Export sector gets boost with US decision
The Commerce Ministry announced it is of the opinion that exports will not contract this year after the United States agreed to reinstate its Generalized System of Preferences (GSP) for Thailand for the next four years and five months.
The GSP allows reduced tariffs on certain items and the US did not renew it for Thailand when it expired on 31 July 2013. By reinstating the GSP it gives Thai exporters the opportunity to claim tax refunds for the past two years on some 3,400 items worth 6.2 billion baht. Most of the products are ceramics, sanitary ware and processed food.
The Commerce Minister Chatchai Sarikulya was quoted as saying that while many government agencies were gloomy about Thailand’s export position for this year, he believed his bailiwick would escape any contraction.
The Thai National Shippers’ Council announced it believed exports could contract by as much as 3.5 percent this year if the last six months showed returns of anything less than the equivalent of US$18.7 billion a month, every month from now on.
The Commerce Ministry announced that exports fell for the fifth successive month, that is from January to the end of May, with just US$18.4 billion in returns, which was five percent down on a year-on-year basis. That result means the trailing five-month performance shows exports are now down 4.2 percent, bringing in US$88.7 billion in sales.
Despite the drops, the Commerce Ministry remains optimistic and is still claiming that over the full year Thailand’s exports will show a 1.2 percent growth, since they expect the second-half of the year to be positive.
In contrast, the Bank of Thailand was far less sanguine. On 19 June the central bank released a revised forecast which was completely at odds with that of the Commerce Ministry by claiming they see a full-year result which will show exports contracting by a total of 1.5 percent. This is down from its original estimate of a 0.8 percent growth.
Basically, the difference in the Commerce Ministry projection and that of the Bank of Thailand is a substantial 2.7 percent. That is, while one expects a 1.2 percent growth, the other is forecasting a 1.5 percent contraction.

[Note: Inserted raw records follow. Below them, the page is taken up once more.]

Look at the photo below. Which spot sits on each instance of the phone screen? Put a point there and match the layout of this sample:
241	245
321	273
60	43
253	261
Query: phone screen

The reality will almost certainly fall somewhere between the two figures.
The Bank of Thailand is basing its pessimistic figures on structural problems associated with Thai shipments as well as the economic slowdown being experienced by many of Thailand’s major trading partners.
Equally, the potential for sanctions to be imposed on Thai fishing stocks because of issues arising out of use of slave labour and illegal fishing will also have an impact.